Its not something that ever goes away. You learn to live with it and you learn to manage it one way or another. I learned through all my counselling to be able to put my succubus, my cloud, my black dog on a leash. But sometimes no matter how hard I try, it slips its collar and comes tearing down on me like an invisible screaming banshee sucking the colour out of my life taking away my ability to function like a normal rational human.
I dont think I know how to be happy. Apart from my wedding day, I dont really remember being truly happy. Being unhappy has just become normal.
So here I am, riding the eternal train crash that is my life and I cant get off. Maybe one day Ill meet someone that can show me how to get off and teach me to be happy again.

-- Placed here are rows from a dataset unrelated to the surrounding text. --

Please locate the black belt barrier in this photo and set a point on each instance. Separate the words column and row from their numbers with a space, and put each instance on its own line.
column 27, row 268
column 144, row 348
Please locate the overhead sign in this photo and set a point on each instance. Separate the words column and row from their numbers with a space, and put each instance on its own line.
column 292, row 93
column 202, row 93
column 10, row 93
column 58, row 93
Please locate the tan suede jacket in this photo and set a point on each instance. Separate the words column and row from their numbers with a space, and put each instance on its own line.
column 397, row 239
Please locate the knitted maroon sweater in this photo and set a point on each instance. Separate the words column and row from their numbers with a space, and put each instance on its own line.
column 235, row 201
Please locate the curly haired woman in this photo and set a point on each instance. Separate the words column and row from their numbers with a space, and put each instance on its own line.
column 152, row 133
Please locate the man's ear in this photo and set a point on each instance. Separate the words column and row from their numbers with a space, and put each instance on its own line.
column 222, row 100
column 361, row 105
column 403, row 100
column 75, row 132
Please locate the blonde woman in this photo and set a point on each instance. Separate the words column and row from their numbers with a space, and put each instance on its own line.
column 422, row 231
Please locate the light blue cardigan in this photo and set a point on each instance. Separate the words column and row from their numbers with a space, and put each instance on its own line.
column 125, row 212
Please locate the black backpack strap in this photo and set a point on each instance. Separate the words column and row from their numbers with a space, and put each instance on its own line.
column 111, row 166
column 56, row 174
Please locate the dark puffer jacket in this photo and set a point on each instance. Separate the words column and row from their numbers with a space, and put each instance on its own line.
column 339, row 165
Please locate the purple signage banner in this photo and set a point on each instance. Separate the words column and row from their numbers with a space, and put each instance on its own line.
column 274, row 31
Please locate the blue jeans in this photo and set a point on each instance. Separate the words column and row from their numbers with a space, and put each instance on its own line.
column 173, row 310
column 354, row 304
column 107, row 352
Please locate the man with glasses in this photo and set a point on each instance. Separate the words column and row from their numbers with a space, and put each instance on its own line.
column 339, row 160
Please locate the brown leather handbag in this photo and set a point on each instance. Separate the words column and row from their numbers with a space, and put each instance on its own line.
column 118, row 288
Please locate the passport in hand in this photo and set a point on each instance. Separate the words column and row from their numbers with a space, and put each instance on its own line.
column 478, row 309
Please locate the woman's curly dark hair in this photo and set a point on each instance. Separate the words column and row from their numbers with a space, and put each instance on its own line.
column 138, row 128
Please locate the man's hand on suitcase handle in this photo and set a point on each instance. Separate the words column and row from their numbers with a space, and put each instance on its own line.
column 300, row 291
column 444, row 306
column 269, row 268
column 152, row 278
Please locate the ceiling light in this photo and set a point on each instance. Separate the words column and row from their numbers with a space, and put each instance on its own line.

Or maybe that boat has already sailed when the reaper found her...



Afterthought:

I think Ive only ever met one person who really saw my succubus.
His name was Phil Terrett.
I didn't know him that well. He was a friend of a friend and he knew my sister. I used to see him around. He had never met Christine so he didn't know her.
A week or so before Christines funeral, she was in the chapel of rest. I went to see her.
Afterwards I walked out and crossed the road into the pub. I wasn't feeling any emotion, I was just kind of numb.
He was in the pub and without saying a word he walked up to me and gave me a hug, walked over to the bar with me and put a drink in front of me and he just sat there in silence shoulder to shoulder for a while and he cried.
He cried for someone he didn't know, or maybe he cried for me because I couldn't. Or maybe it was both.
We never spoke a word, but when I looked at him I could see his own Succubus sitting on his shoulders staring right back at me. I knew then that he could see mine and for a few brief moments, I wasnt alone.
I doubt he will ever read this, but if he ever does, he should know that on that particular day, he was probably the reason that I lived that week.
Maybe Ill meet him again one day and be able to tell him. .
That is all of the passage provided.